School vacations are always hard. It’s not just that the Monster has a disruption to his regular schedule, but that there’s a problem with finding something for him to be doing to keep him either from falling into bad habits, or the danger that with me having to work – even with my ability to work from home at times – that we’ll not pay enough attention and he’ll regress even more than he has during this year, not just academically but socially.
(In some twist of luck, spring break in Baltimore this year worked out to being during Passover. We actually do not have a single day this year where Passover overlaps with school. This would probably be even better if the Monster were a typical child and were observing with us… but he’s sufficiently fixed in his dietary habits (read: we’re not mucking with his eating when he’s making progress at the moment) for us to throw him by switching it up. The wife and I are all keeping Passover as best as we can in light of this (and R’s mostly keeping), but… you do what you have to.)
I was concerned that the Monster was going to have a hard time with a replacement for school this week. The JCC runs a “School’s Out” program, in which he’s been allowed to participate and in which they got a shadow for him, so he’s not getting lost in a larger group of NT kids. Remarkably enough, the JCC is not requiring him to be observing either, so the peanut butter sandwich he’d normally have for lunch is still going with him. (I love, for the record, that they are “nut aware but not nut free”, as opposed to the Early Childhood Education department.)
But he seems to be having a great time, and that’s what matters to me. I’ve not seen any art come home – I think they’re doing some art projects as part of the week – and he isn’t verbal enough to tell us what he’s been doing otherwise.
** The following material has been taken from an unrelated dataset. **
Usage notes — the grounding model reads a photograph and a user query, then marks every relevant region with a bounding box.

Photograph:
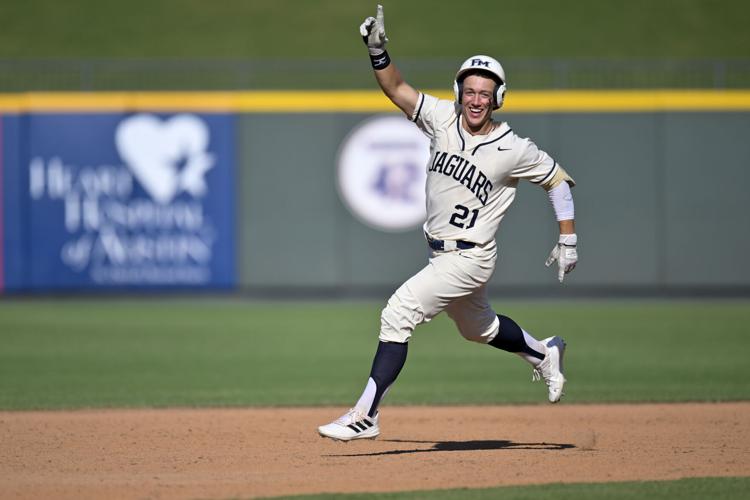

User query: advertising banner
[5,113,236,289]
But he is getting to go swimming every day, which he adores, and he’s certainly seeming to cope better with the difference in schedule than he would be with a lot of free time as a result of the break having hit. He’s even, apparently, drinking water from a drinking fountain, which is reassuring to us when he’s coming home with both of his juices untouched, but everything else gone from his lunch.
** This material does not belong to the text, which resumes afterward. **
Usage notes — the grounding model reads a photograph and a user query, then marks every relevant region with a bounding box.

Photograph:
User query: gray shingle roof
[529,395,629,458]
I have to say this for the JCC here in Baltimore – they bend over backwards in so many ways to make the Monster welcome both in their programs and in general. I hear a lot of horror stories from other parents in the local area, about finding programs for their children with special needs, to find things that let their kids at least have some kind of semblance of a ‘normal life’… and we’re very lucky to have the J’s programs. He’s been a camper at Camp Milldale for two years, and will be returning next summer, as part of a regular group, albeit with a shadow. They reach out to us to let us know when School’s Out is going to run and will be staffed to handle him. They have the fantastic “Sunday Funday” (among other programs) to work on his socialization and give him a chance to have fun activities. It’s been so different than I’d have imagined it would be, and they make it very easy.
So, the schedule this week is all well and good for now, but tomorrow’s his last day – the JCC is closed on Friday due to the end of Passover – and I’ll be taking off work to figure out something else to do with him…
Many years ago, I served as a unit head at Camp Milldale and I was instrumental in the development and creation of the special needs camp at this camp. Indeed, I served as the first director of this camp for several years. I am pleased to know that this camp still services children with special needs.
I actually never knew that! The camp does such a great job with integrating the kids, to be honest – I remember what “special needs camp” was like at the camp I used to be a counselor at, waaay back in the day, and it’s a world’s apart from what the Monster gets at Milldale.